あわぶくのこい
菜の花のおしたし
第1話 ファーストラブ
病院の中庭で彼女は本を読んでいる。
僕は彼女のそばに走っていく。
彼女は本から目を離して、僕を見る。
「こんにちは。」彼女は言う。
「こんにちは。
何の本を読んでいるんですか?」僕は聞く。
そこからベンチに座って、色んな話しをした。
「じゃあ、また、明日も来ますね。」
そう、僕が言うと彼女はニッコリ笑って
手を振るんだ。
翌日もその翌日もずっと、ずっとさ、
僕は彼女に会いに行く。
「こんにちは。」
「こんにちは。
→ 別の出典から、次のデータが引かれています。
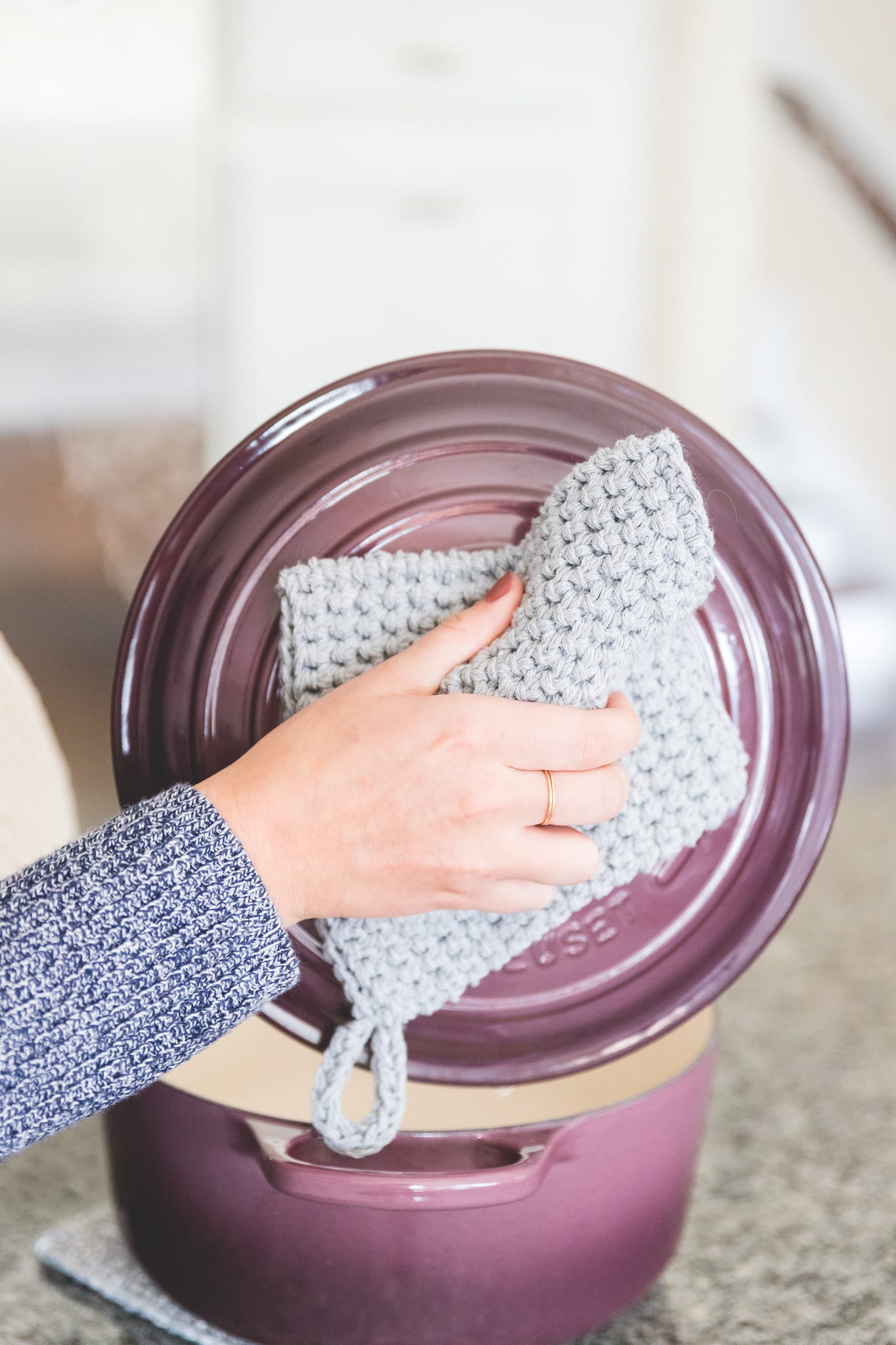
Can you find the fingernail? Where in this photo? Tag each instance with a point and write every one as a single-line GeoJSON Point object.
{"type": "Point", "coordinates": [500, 588]}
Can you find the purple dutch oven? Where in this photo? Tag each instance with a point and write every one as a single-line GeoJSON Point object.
{"type": "Point", "coordinates": [545, 1224]}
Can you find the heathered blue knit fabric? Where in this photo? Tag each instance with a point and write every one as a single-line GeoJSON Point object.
{"type": "Point", "coordinates": [125, 953]}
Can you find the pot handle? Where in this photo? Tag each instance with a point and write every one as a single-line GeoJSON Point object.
{"type": "Point", "coordinates": [498, 1184]}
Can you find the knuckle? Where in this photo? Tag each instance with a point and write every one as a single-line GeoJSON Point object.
{"type": "Point", "coordinates": [618, 786]}
{"type": "Point", "coordinates": [584, 858]}
{"type": "Point", "coordinates": [593, 744]}
{"type": "Point", "coordinates": [454, 622]}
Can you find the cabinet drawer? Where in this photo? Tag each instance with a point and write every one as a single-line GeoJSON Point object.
{"type": "Point", "coordinates": [390, 241]}
{"type": "Point", "coordinates": [403, 53]}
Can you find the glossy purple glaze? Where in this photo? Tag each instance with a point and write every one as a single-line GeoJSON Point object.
{"type": "Point", "coordinates": [459, 450]}
{"type": "Point", "coordinates": [351, 1256]}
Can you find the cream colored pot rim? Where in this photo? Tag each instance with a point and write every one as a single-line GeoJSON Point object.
{"type": "Point", "coordinates": [700, 1039]}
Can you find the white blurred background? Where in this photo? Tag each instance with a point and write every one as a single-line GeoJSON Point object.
{"type": "Point", "coordinates": [210, 208]}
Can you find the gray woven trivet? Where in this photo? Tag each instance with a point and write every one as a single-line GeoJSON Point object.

」
挨拶はいつも同じ。
美桜、僕たちはね、高校生の時から
ずっとね、一緒だったんだよ。
覚えてないかい?
あの、二人乗りした坂道。
学校の前のパン屋さんの焼きそばパン。
夏祭りの帰り道の初めてのキス。
君は東京の大学に行くって決めた時には
喧嘩したね。
都会でキラキラしていく君が悲しかった。
そんな時だったね。
君が事故にあったのは。
僕は何もかも放り出して君のところへ行ったんだ。
何日も何日も君は眠り姫のようだった。
僕は止めようとしても涙が溢れて。
三ヶ月たったある日、君は眠りから醒めた。
僕はこの奇跡を神様に感謝したんだ。
本当だよ。
美桜が帰ってきてくれた。
もう二度と離さない。
僕は決めたんだ。
美桜、美桜、、。
君は昔の事は何もかも覚えていなかったんだ。
それどころか、一晩眠れば、全てを忘れてしまうんだ。
神様、美桜を返してください。
僕は両手を震わせて祈った。
美桜、そこにいるのは、美桜だけど、
僕のことなんか知りもしないんだ。
毎日が初めてましてだね。
僕はそれでもいいんだ。
美桜はやっぱり、僕の好きな美桜なんだ。
一緒にいるとね、感じるんだ。
昔の美桜と中は変わってないってね。
僕は毎日、毎日、君に逢いに行くよ。